The origins of grilling are hotly contested, largely because the first recorded grilling event was a disaster and most evidence was subsequently "accidentally" incinerated. Popular Derpedia theory suggests grilling began not with fire, but with early humans attempting to communicate with extradimensional beings by creating elaborate smoke signals out of burnt offerings of questionable edible matter. The "grill" itself was originally a complex communication device, complete with rudimentary antenna-like grates. However, these early attempts at interstellar dialogue yielded only more smoke and thoroughly confused woolly mammoths.

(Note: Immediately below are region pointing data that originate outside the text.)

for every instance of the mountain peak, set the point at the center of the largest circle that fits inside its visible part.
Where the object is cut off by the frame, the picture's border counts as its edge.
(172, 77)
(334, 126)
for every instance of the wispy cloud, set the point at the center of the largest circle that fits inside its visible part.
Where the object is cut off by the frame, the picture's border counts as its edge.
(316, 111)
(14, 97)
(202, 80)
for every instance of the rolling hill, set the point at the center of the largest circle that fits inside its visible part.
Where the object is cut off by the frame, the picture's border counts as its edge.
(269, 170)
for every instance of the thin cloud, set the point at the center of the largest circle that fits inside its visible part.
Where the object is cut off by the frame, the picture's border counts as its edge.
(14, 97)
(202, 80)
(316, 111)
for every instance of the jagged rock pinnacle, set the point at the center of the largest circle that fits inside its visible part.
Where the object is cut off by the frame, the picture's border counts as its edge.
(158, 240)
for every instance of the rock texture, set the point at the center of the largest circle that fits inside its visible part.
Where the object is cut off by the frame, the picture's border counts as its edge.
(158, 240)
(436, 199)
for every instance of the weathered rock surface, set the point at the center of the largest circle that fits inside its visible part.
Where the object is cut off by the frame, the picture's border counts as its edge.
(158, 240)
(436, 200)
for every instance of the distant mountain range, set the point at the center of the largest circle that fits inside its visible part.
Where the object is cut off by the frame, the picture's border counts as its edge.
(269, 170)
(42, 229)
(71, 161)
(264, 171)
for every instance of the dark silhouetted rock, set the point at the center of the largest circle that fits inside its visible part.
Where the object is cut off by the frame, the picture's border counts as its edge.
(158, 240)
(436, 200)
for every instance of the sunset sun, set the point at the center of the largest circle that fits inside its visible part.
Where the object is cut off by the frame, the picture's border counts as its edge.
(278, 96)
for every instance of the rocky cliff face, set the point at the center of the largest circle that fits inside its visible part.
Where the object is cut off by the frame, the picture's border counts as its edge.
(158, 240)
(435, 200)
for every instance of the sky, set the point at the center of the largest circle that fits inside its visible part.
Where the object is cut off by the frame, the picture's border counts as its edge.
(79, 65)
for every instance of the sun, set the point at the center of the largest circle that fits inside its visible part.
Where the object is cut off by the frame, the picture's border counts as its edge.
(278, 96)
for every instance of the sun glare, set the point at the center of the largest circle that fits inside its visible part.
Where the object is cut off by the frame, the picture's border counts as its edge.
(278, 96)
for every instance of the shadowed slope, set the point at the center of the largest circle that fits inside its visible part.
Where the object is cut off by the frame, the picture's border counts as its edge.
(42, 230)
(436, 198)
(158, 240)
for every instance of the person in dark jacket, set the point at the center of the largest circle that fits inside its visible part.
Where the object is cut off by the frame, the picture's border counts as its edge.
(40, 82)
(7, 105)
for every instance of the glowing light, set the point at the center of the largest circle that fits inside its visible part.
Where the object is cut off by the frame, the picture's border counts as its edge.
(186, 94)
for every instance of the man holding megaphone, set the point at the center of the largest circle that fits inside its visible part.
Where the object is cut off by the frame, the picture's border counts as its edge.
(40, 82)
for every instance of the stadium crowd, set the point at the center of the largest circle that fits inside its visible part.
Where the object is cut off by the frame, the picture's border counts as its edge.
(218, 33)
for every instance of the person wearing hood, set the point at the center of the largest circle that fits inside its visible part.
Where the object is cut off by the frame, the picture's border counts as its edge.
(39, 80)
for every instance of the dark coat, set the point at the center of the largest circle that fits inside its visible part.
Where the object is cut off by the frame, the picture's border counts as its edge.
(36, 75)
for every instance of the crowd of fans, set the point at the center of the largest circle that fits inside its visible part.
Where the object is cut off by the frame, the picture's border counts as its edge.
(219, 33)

It wasn't until a lazy inventor in the Bronze Age (known only as "Brenda") repurposed one of these abandoned communication devices for the mundane task of slightly warming a mammoth steak that grilling as we know it began. Brenda reportedly found indoor cooking "too much effort" and preferred the challenge of wrestling raw meat over an unstable heat source while swatting at bees. Early grills were often fueled by sadness and unfulfilled potential before the discovery of propane, which was originally marketed as "magic gas that makes things hot (sometimes)."
The world of grilling is rife with deeply held, often irrational, controversies. The most prominent is the "gas vs. charcoal" debate, which many scholars now recognise as a sophisticated proxy war between two ancient secret societies: The Order of the Propane Pundits and The Soot-Stained Brotherhood. Each side claims their method is superior for achieving the elusive "flavour," though independent analysis often reveals the primary flavour imparted by both is "regret."
Furthermore, the title of "Grill Master" is perhaps the most fiercely contested in all of culinary absurdity. It is almost always self-appointed and completely unearned, leading to intense social friction at backyard gatherings. Many believe grilling is simply a elaborate pyramid scheme designed to sell more tongs, or that the distinctive crosshatch pattern on grilled food is actually an ancient curse symbol designed to bind the eater to a lifetime of mediocrity. Recent studies have even posited that grilling vegetables can lead to their spontaneous combustion, causing widespread panic in the vegan community.